Charlotte City Council approves new plan for affordable housing

In all, there are seven projects that qualify to get a piece of the city’s housing trust fund.
Charlotte city leaders have approved a new plan to spend $12.4 million to build more affordable housing developments.
Published: Apr. 5, 2022 at 6:04 AM EDT|Updated: Apr. 5, 2022 at 6:59 PM EDT
Email This Link
Share on Pinterest
Share on LinkedIn

CHARLOTTE, N.C. (WBTV) - Charlotte city leaders have approved a new plan to spend $12.4 million to build more affordable housing developments.

The approved support includes $9.4 million remaining in the city’s Housing Trust Fund from two $50 million bonds approved by voters in 2018 and 2020, and $3 million from the trust fund originally earmarked to support the Brookhill Village development.

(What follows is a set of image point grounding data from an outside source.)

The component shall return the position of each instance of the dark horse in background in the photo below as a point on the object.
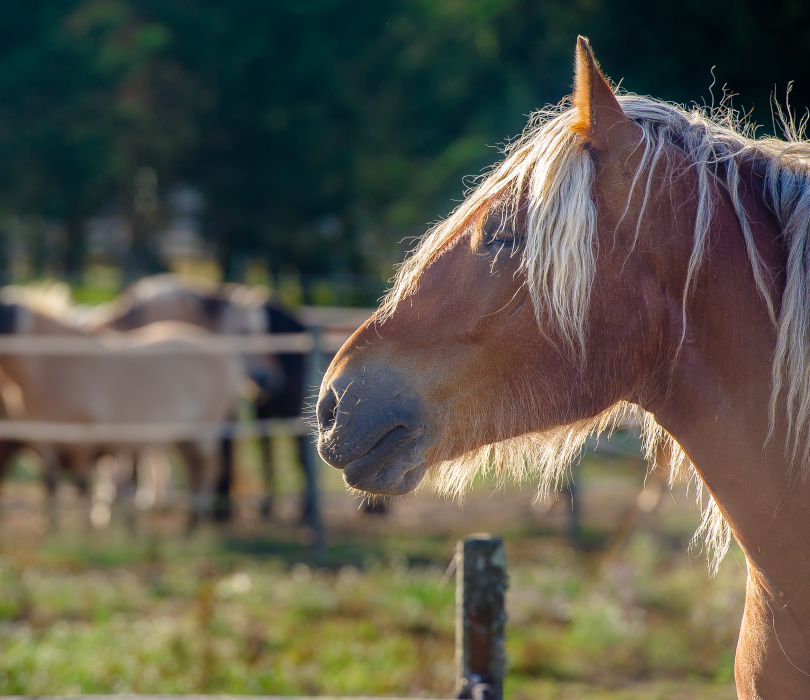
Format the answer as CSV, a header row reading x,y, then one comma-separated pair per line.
x,y
628,257
230,309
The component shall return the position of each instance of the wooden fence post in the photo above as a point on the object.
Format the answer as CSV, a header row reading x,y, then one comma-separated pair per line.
x,y
481,583
312,512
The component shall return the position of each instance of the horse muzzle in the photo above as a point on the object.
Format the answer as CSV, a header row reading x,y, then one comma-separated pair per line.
x,y
375,438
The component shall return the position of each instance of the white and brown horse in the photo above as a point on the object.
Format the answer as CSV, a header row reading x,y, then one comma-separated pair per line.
x,y
627,255
281,379
162,379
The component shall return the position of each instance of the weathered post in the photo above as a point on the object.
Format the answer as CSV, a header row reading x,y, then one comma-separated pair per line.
x,y
312,512
480,617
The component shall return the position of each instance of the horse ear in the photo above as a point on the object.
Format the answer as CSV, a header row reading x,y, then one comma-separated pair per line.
x,y
598,111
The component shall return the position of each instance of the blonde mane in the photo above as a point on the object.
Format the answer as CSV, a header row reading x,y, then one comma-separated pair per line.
x,y
559,257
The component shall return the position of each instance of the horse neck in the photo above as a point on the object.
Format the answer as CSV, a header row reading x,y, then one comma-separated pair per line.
x,y
718,405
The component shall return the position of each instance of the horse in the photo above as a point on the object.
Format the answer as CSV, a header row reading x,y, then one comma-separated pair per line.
x,y
140,385
281,380
628,256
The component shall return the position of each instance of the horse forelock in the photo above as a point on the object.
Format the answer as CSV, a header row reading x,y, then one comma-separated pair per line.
x,y
549,166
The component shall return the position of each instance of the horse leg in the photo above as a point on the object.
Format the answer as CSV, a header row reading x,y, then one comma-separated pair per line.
x,y
222,496
104,491
8,448
772,659
201,461
50,478
268,476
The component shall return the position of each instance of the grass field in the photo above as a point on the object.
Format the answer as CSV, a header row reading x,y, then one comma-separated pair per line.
x,y
249,610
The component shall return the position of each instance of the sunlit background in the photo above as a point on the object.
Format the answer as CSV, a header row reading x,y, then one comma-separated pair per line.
x,y
296,148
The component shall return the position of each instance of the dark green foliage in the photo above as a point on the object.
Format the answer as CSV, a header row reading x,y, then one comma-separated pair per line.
x,y
322,132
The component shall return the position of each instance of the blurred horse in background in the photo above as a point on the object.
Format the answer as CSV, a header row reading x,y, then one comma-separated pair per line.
x,y
280,380
628,257
125,386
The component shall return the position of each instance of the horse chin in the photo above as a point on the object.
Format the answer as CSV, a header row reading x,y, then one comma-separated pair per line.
x,y
396,475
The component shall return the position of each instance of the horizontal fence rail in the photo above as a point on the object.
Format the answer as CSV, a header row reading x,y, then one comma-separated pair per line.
x,y
78,433
255,344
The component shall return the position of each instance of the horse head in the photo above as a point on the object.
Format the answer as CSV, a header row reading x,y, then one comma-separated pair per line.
x,y
525,316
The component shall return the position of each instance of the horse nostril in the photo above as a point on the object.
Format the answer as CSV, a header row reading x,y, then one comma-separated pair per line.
x,y
327,410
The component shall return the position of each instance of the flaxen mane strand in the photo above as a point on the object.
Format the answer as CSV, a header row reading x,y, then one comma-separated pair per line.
x,y
559,257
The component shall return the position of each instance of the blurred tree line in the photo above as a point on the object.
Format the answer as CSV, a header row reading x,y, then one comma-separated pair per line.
x,y
322,132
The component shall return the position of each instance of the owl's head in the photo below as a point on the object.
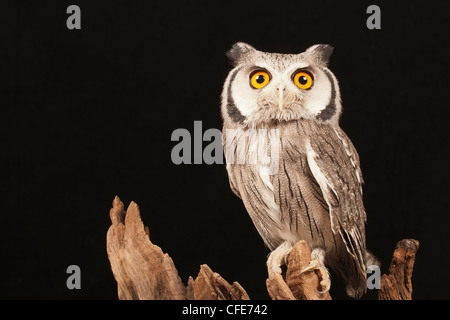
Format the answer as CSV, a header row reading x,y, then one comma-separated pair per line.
x,y
270,88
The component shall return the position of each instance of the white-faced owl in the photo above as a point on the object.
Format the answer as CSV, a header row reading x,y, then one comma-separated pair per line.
x,y
315,193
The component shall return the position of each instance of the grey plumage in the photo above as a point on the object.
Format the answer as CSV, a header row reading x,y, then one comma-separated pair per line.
x,y
316,192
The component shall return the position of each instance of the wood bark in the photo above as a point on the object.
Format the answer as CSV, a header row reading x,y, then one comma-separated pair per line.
x,y
144,272
397,284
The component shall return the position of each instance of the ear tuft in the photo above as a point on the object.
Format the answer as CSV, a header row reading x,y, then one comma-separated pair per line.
x,y
321,53
239,51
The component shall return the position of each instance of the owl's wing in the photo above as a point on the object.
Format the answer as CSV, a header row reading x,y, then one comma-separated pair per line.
x,y
334,163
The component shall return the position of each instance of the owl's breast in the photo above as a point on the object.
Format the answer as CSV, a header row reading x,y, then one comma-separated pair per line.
x,y
271,175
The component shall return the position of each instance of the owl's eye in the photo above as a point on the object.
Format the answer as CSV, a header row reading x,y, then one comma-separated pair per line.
x,y
303,80
259,79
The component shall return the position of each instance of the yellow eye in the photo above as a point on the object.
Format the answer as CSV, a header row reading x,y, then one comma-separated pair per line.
x,y
303,80
259,79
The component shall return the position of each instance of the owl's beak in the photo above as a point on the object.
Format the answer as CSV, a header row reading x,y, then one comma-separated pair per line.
x,y
281,90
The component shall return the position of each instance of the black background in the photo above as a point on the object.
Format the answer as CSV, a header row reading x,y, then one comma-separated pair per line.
x,y
88,114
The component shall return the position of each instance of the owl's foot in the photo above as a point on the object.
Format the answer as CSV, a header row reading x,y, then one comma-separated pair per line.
x,y
317,265
277,258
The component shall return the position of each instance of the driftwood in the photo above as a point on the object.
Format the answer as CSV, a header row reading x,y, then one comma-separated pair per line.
x,y
144,272
397,285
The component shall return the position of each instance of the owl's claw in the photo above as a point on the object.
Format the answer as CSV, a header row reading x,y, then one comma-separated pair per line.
x,y
316,265
277,258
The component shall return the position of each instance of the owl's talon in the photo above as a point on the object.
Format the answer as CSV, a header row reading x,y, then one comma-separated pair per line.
x,y
277,258
316,265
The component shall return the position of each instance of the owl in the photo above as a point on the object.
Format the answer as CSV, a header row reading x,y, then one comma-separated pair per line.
x,y
313,191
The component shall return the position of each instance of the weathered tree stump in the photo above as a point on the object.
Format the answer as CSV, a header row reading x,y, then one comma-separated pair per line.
x,y
144,272
397,284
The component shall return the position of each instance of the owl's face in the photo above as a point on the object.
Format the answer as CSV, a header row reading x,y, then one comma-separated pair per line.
x,y
269,88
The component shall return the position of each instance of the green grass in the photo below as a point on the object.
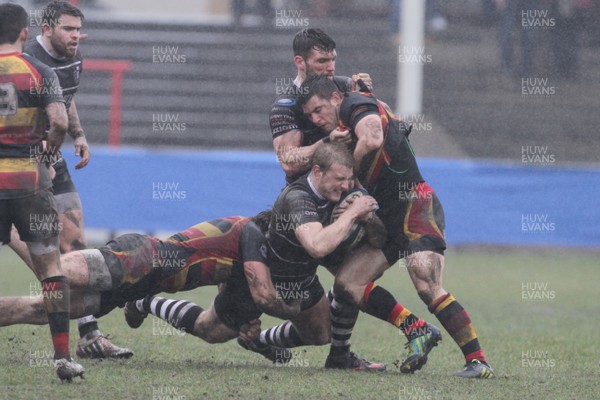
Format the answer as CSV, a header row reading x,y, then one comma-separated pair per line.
x,y
563,331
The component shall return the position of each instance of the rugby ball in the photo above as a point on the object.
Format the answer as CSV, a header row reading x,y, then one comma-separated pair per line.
x,y
357,232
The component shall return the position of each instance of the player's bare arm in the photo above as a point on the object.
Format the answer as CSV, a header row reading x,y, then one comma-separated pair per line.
x,y
59,123
369,134
319,241
76,132
264,294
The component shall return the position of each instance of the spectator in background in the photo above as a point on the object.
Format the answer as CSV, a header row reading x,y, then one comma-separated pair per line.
x,y
434,18
565,38
509,17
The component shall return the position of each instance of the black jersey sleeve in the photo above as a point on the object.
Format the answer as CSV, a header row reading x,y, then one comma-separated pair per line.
x,y
355,107
301,208
49,89
285,115
253,245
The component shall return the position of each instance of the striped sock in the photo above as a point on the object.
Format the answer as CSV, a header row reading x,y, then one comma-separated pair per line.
x,y
343,318
457,322
56,294
381,304
283,335
181,314
88,325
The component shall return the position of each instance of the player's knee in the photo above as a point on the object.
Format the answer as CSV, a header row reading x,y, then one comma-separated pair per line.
x,y
346,291
426,295
72,245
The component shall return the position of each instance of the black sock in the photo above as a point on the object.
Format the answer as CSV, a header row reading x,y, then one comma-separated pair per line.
x,y
284,335
87,325
181,314
343,318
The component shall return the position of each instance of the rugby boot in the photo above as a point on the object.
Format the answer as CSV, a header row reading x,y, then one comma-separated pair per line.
x,y
98,346
419,348
67,369
476,369
353,362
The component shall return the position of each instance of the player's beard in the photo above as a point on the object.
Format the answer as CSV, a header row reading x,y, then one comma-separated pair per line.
x,y
61,48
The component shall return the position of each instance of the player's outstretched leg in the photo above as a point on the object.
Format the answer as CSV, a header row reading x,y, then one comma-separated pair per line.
x,y
425,269
180,314
93,344
422,337
353,285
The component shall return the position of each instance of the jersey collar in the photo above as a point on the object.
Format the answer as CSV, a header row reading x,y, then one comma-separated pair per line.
x,y
51,54
312,187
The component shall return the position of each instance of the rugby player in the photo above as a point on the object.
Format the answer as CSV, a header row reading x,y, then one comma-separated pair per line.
x,y
295,139
58,48
299,238
27,89
409,208
228,250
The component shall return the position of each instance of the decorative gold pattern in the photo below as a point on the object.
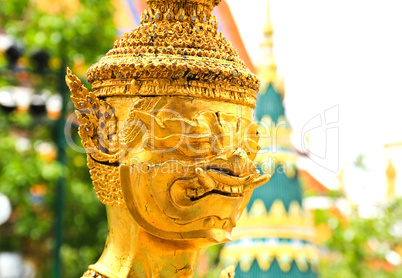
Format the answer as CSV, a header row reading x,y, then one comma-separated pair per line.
x,y
269,227
177,50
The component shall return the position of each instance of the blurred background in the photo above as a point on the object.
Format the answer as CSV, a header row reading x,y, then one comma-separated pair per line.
x,y
333,66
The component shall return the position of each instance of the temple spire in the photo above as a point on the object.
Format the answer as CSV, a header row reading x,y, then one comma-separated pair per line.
x,y
268,68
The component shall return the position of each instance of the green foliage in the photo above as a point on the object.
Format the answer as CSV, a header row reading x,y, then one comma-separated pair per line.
x,y
359,246
84,33
27,176
30,229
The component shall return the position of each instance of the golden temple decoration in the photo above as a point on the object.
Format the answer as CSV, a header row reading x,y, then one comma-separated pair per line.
x,y
170,140
267,71
275,224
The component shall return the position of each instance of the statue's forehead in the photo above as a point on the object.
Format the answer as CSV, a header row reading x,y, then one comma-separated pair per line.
x,y
189,108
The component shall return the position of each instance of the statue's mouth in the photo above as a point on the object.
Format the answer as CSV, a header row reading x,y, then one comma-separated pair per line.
x,y
221,181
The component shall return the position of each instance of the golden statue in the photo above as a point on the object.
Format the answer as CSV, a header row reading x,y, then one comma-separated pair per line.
x,y
170,140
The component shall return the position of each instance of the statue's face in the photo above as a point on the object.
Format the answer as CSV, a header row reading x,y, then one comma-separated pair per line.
x,y
191,174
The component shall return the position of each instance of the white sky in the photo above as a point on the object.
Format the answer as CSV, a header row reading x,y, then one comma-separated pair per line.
x,y
346,53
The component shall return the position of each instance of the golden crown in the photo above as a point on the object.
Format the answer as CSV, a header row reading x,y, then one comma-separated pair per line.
x,y
177,50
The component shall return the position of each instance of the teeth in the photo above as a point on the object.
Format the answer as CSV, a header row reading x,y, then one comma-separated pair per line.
x,y
205,180
200,191
209,222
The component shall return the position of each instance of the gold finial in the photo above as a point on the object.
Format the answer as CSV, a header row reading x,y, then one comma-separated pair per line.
x,y
391,174
268,70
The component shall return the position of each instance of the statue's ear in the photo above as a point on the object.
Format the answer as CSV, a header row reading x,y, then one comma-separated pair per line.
x,y
98,129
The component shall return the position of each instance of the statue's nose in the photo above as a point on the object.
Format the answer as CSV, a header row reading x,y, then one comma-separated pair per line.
x,y
241,164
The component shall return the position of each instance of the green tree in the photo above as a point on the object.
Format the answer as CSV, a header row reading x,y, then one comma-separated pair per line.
x,y
74,37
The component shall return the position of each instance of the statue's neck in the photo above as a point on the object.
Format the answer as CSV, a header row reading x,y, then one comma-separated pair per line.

Since then, nearly $219 million has helped provide nearly 11,000 affordable places to live and almost 900 shelter beds for the homeless.

In all, there are seven projects that qualify to get a piece of the city’s housing trust fund. If all make it through, it will create more than 600 affordable units, the majority of which are rental apartments.

In all, there are seven projects that could qualify to get a piece of the city’s housing trust fund.

One of the projects is the Forest Park Apartments, which would be in southwest Charlotte. It will get $2.5 million from the housing trust fund and create 200 apartments. Rent would range from $420 a month up to $1,075, depending on an individual’s income and family size.

Another project will be geared toward seniors. Mallard Creek will be in northeast Charlotte and would provide 102 affordable apartments to lower-income senior citizens. It will take up nearly $3 million from the trust fund.

The only project geared toward homeowners is in east Charlotte. Habitat for Humanity would build the East Lane Townhomes on land off East Lane Drive that David Brooks, of Brooks Sandwich House, donated. The 17 townhomes will sell for $240,000 each.

Although these projects will certainly help, city council members say it still isn’t enough.

“If there’s anything we can do as a city to increase affordable housing. There’s a crisis, there’s a real crisis. People can’t not afford to live here and it’s getting worse,” city councilmember Renee Johnson said during Monday’s Charlotte City Council meeting.

If all the projects make it through, then it would deplete the housing trust fund; however, the city is expected to ask voters for more money in November’s elections.